In many countries, fewer than three of the seven medications are available. In many of the countries, those medications that are available are either unsubsidised or weakly subsidised by government, and availability is often limited. Furthermore, many countries have highly restrictive regulations that limit entitlement of cancer patients to receive prescriptions, limit prescriber privileges, impose restrictive limits on duration of prescription, restrict dispensing, and increase bureaucratic burden of the prescribing and dispensing process.
There is an urgent need to examine drug control policies and repeal excessive restrictions which impede this most fundamental aspect of cancer care, the researchers said. The issues were particularly severe in Africa, Asia, the Middle East and Latin and Central America.
"The study has provided an unprecedented wealth of knowledge that will be an essential tool in lobbying to reformulate national plans for the treatment of cancer pain," Prof Cherny said. "We now know which countries have suboptimal formularies of medication to relive pain, we know how much patients must pay out-of-pocket for the medications, and we know which countries have excessive regulatory barriers making it sometimes nearly impossible for a patient to get a prescription, get it to a nearby pharmacy and have the medicine dispensed."
"In many, if not most, of the counties and states we have looked at, patients are stymied by regulatory barriers at multiple steps along this process; the end result being that hundreds of millions patients don't have access to essential pain-relieving medications," Prof Cherny said.
"We are determined to tackle this problem at every level.
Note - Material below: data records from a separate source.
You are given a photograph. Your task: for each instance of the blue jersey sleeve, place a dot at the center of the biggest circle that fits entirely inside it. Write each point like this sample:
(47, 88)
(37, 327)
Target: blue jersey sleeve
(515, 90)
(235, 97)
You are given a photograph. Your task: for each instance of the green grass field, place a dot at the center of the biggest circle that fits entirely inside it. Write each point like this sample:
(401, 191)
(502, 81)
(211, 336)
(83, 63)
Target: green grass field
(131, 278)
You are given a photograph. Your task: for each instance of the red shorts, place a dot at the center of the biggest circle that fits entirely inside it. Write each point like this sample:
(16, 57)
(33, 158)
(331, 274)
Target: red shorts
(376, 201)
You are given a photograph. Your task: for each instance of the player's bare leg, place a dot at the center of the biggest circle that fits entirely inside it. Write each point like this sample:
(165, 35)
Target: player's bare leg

The first presentation of this data at ESMO 2012 is only the beginning of an organized and coordinated effort to take on one of the major global public health challenges of our time --the effective relieve of cancer pain for all cancer patients, wherever they may be."
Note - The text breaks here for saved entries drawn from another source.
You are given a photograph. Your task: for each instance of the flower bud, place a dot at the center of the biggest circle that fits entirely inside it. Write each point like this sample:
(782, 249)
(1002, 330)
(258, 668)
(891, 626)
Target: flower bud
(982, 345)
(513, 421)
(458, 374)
Commenting on the study, Dr Carla Ripamonti, Head of the Supportive Care in Cancer Unit of the IRCCS Foundation National Cancer Institute of Milan, Italy, member of the ESMO Faculty Group on Supportive and Palliative care, not involved in the study, said: "Despite published guidelines and educational programs on the assessment and treatment of cancer-related pain, unrelieved pain continues to be a substantial worldwide public health concern in patients with solid cancers and hematological malignancies."
"Studies have shown that pain can affect as many as 64% of patients with metastatic, advanced or terminal phase disease, 59% of patients on anticancer treatment and 33% of patients after curative treatment," Dr Ripamonti said. "According to the World Health Organization, the incidence of cancer was 12,667,470 new cases in 2008 and based on the projections it will be more than 15 million cases in 2020. These statistics suggest that cancer-related pain may be a major issue of healthcare systems worldwide."